What are certificate-of-need laws and why do they still exist?

Certificate-of-need laws require healthcare providers to win state approval before opening new facilities, expanding services, or buying major equipment, a rule sold as cost control in the 1970s. Thirty-five states plus the District of Columbia still keep these statutes on the books, and they now function as regulatory moats around existing hospital systems.

The idea seemed sensible half a century ago. In 1974, Congress passed the National Health Planning and Resources Development Act and tied federal health funds to state CON programs. The theory was that limiting supply would cut costs by preventing duplicate services and empty hospital beds.

The federal mandate expired in 1987 under the Omnibus Budget Reconciliation Act, and many states repealed their laws soon after. But 35 states and the District of Columbia kept the boards alive. Today, the Federal Trade Commission and the Department of Justice routinely file comments urging those states to repeal CON restrictions.

Instead of cost control, the laws produce delay. Applicants must hire consultants, gather market data, and survive hearings where incumbent hospitals argue that competition would be redundant. The process can take years and cost hundreds of thousands of dollars before a single patient is treated.

The boards themselves are often stacked with representatives of the very hospitals that stand to lose from new competition. A would-be competitor must prove community need to a panel whose members include executives from the competitor's largest rival. That is not regulation. It is protectionism with a public-health logo.

Who pays the price for CON restrictions?

Patients in CON states face higher prices, longer drives, and fewer choices because incumbent hospitals use the process to block new imaging centers, surgery clinics, and birthing centers. The regulatory tax falls hardest on rural counties where one system already controls every licensed bed.

Rural hospitals have been closing at an alarming rate. The Cecil G. Sheps Center for Health Services Research at the University of North Carolina reports that roughly 150 rural hospitals have shut their doors since 2010. Many of those communities now depend on ambulance rides of an hour or more for emergency care.

The closures are not accidental. CON laws prevent rural entrepreneurs and regional systems from opening smaller, lower-cost facilities that could relieve pressure on the remaining full-service hospital. A freestanding imaging center or outpatient surgery clinic would not bankrupt the incumbent. It might, however, force it to cut prices.

Hospital giants exploit the maneuver. They acquire struggling rural hospitals, then use CON applications to block competitors from entering the same service lines. The result is a polite monopoly dressed up as public planning.

What does the evidence say about repeal?

States that repealed CON laws, such as Indiana in 2019 and Wisconsin in 2011, saw new entrants expand outpatient surgery and imaging capacity without the hospital Armageddon lobbyists predicted. The data show more supply, more price transparency, and no measurable spike in unnecessary procedures.

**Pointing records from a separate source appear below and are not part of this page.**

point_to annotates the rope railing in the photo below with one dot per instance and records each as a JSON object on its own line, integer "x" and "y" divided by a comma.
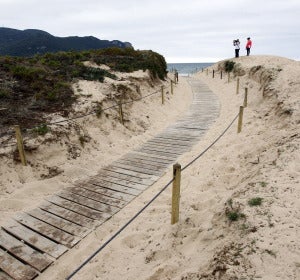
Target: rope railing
{"x": 150, "y": 202}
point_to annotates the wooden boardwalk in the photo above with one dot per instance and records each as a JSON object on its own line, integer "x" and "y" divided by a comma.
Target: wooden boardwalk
{"x": 33, "y": 240}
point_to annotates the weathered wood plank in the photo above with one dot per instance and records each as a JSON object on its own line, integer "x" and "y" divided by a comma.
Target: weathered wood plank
{"x": 34, "y": 239}
{"x": 4, "y": 276}
{"x": 45, "y": 229}
{"x": 145, "y": 177}
{"x": 137, "y": 182}
{"x": 165, "y": 148}
{"x": 58, "y": 222}
{"x": 177, "y": 136}
{"x": 114, "y": 186}
{"x": 23, "y": 251}
{"x": 135, "y": 168}
{"x": 98, "y": 197}
{"x": 143, "y": 163}
{"x": 80, "y": 209}
{"x": 158, "y": 158}
{"x": 173, "y": 142}
{"x": 69, "y": 215}
{"x": 104, "y": 191}
{"x": 93, "y": 204}
{"x": 15, "y": 268}
{"x": 147, "y": 150}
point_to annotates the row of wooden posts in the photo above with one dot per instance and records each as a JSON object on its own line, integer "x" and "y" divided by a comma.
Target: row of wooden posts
{"x": 20, "y": 143}
{"x": 177, "y": 166}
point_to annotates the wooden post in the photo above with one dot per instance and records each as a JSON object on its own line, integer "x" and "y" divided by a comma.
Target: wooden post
{"x": 176, "y": 193}
{"x": 246, "y": 98}
{"x": 237, "y": 85}
{"x": 240, "y": 122}
{"x": 20, "y": 145}
{"x": 121, "y": 112}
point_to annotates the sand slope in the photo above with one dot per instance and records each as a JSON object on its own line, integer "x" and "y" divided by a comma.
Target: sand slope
{"x": 260, "y": 162}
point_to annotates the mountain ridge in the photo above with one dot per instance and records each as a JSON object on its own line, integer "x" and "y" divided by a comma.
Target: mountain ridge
{"x": 29, "y": 42}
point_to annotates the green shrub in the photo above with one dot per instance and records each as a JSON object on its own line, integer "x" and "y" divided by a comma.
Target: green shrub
{"x": 41, "y": 129}
{"x": 256, "y": 201}
{"x": 229, "y": 65}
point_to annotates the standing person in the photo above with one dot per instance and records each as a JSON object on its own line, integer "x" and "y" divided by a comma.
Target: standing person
{"x": 236, "y": 44}
{"x": 248, "y": 45}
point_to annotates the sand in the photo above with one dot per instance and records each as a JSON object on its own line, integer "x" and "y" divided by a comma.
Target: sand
{"x": 261, "y": 162}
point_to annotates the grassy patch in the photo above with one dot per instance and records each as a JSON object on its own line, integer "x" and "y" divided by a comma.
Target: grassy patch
{"x": 255, "y": 201}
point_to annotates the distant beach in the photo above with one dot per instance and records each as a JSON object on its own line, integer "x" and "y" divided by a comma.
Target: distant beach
{"x": 185, "y": 69}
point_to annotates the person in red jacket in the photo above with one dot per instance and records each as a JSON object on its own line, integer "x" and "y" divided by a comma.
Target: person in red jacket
{"x": 248, "y": 45}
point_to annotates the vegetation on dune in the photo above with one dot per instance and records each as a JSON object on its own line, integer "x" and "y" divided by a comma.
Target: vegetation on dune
{"x": 43, "y": 83}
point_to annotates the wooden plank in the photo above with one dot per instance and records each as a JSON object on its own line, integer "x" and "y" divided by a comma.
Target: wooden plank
{"x": 19, "y": 249}
{"x": 158, "y": 158}
{"x": 165, "y": 149}
{"x": 95, "y": 205}
{"x": 118, "y": 178}
{"x": 114, "y": 186}
{"x": 80, "y": 209}
{"x": 106, "y": 192}
{"x": 170, "y": 144}
{"x": 98, "y": 197}
{"x": 146, "y": 160}
{"x": 146, "y": 177}
{"x": 15, "y": 268}
{"x": 144, "y": 164}
{"x": 142, "y": 170}
{"x": 150, "y": 151}
{"x": 175, "y": 136}
{"x": 60, "y": 223}
{"x": 4, "y": 276}
{"x": 131, "y": 181}
{"x": 69, "y": 215}
{"x": 175, "y": 142}
{"x": 34, "y": 239}
{"x": 47, "y": 230}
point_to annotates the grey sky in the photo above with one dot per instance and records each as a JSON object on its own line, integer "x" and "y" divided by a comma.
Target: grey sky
{"x": 182, "y": 31}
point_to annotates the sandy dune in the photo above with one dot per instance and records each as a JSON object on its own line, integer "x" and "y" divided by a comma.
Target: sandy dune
{"x": 259, "y": 165}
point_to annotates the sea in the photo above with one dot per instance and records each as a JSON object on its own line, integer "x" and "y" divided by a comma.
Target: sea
{"x": 186, "y": 69}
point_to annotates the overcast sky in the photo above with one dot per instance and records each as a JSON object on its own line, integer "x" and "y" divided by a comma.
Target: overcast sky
{"x": 182, "y": 31}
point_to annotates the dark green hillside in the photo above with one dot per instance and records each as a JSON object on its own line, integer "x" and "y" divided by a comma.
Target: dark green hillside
{"x": 30, "y": 87}
{"x": 30, "y": 42}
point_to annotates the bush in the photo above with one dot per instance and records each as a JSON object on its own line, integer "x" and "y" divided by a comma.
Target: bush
{"x": 41, "y": 129}
{"x": 229, "y": 65}
{"x": 256, "y": 201}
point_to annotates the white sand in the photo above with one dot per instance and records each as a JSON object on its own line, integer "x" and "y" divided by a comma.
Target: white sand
{"x": 261, "y": 161}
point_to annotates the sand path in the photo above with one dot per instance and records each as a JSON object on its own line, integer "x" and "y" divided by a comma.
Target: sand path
{"x": 65, "y": 218}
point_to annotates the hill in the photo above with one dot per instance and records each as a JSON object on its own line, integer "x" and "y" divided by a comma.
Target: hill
{"x": 31, "y": 87}
{"x": 30, "y": 42}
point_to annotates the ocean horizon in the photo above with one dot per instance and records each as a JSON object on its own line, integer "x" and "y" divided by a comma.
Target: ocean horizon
{"x": 186, "y": 69}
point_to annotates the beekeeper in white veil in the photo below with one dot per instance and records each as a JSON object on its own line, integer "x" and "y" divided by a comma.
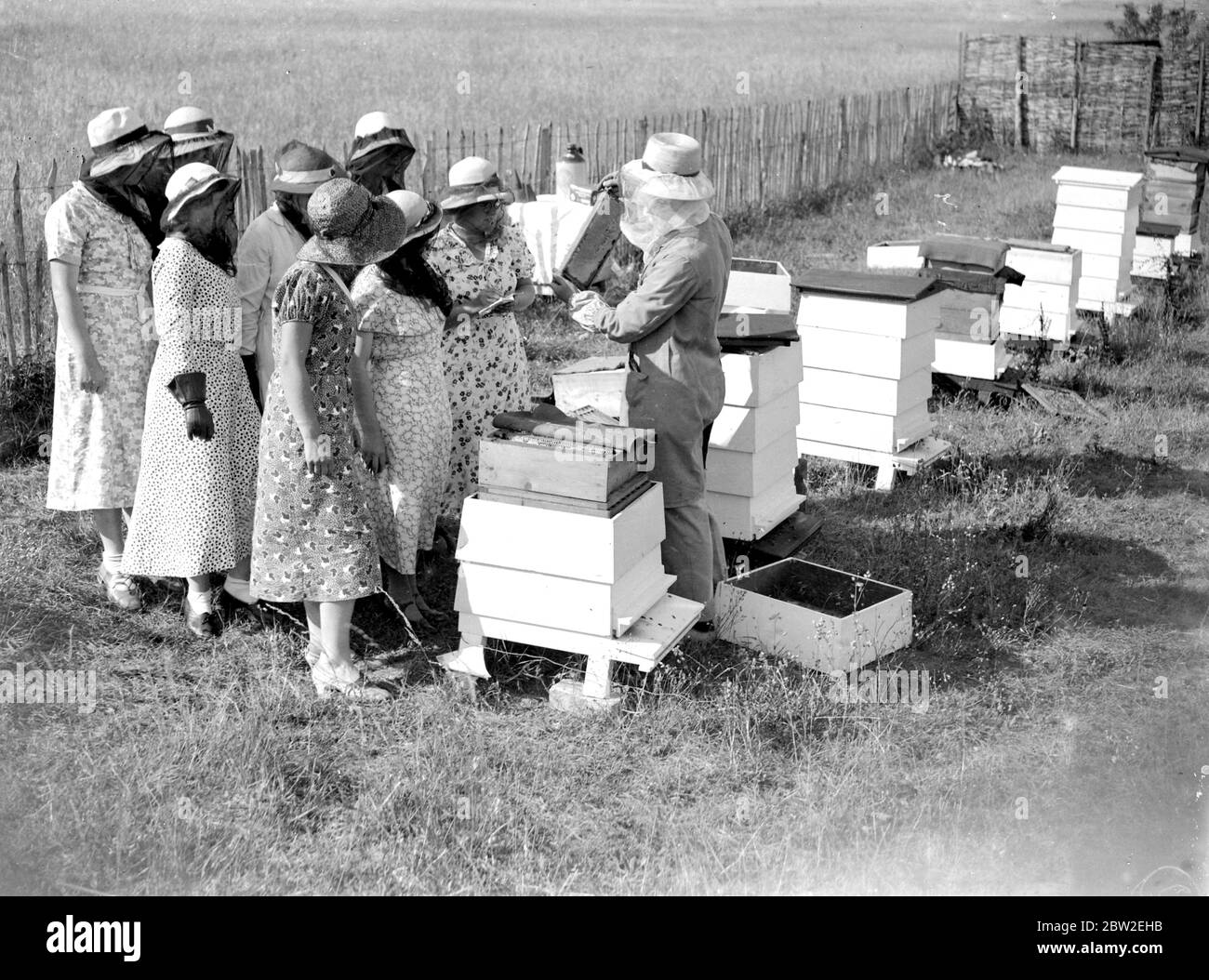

Indiana's House Enrolled Act 1001, signed in April 2019, eliminated most CON requirements and allowed physicians to build facilities without proving a bureaucrat's definition of need. Wisconsin rolled back most of its program in 2011 under Act 2. Both states still license providers and inspect facilities for safety.

The Federal Trade Commission and the Department of Justice have warned repeatedly that CON restrictions raise prices and reduce quality. The Joint Economic Committee has also published findings showing that non-CON states enjoy more hospital beds per capita and more medical imaging equipment.

Patient outcomes matter more than provider profits. Studies of cardiac surgery and imaging markets show that competition tends to improve survival rates and shorten wait times. The American Hospital Association disagrees, but its members are the ones collecting the monopoly rents.

How should states move forward?

State lawmakers should sunset CON statutes entirely, grandfather existing facilities, and replace the permission-board model with standard licensing and safety inspections. That approach treats healthcare providers like other professionals: free to compete, subject to neutral rules, and accountable through tort law and market reputation.

The repeal should not be gradual. Half-measures allow incumbents to lock in geographic advantages while pretending to welcome reform. A clean sunset with a two-year transition gives existing hospitals time to adjust and new entrants time to prepare business plans.

Small-business owners should pay close attention. CON repeal would open medical markets to physician-owned clinics, mobile imaging services, independent surgery centers, and telehealth hubs. These are precisely the kind of local enterprises that create jobs and drive down prices in every other sector of the economy.

Regulatory reform is not a license to cut corners. States should keep licensing boards, building codes, malpractice liability, and antitrust enforcement. Those tools protect patients without giving politicians the power to decide how many MRI machines a town deserves.

Thirty-five states still cling to a Nixon-era planning fad that has outlived its federal mandate by nearly four decades. It is time to tear down the CON walls and let patients choose their own care.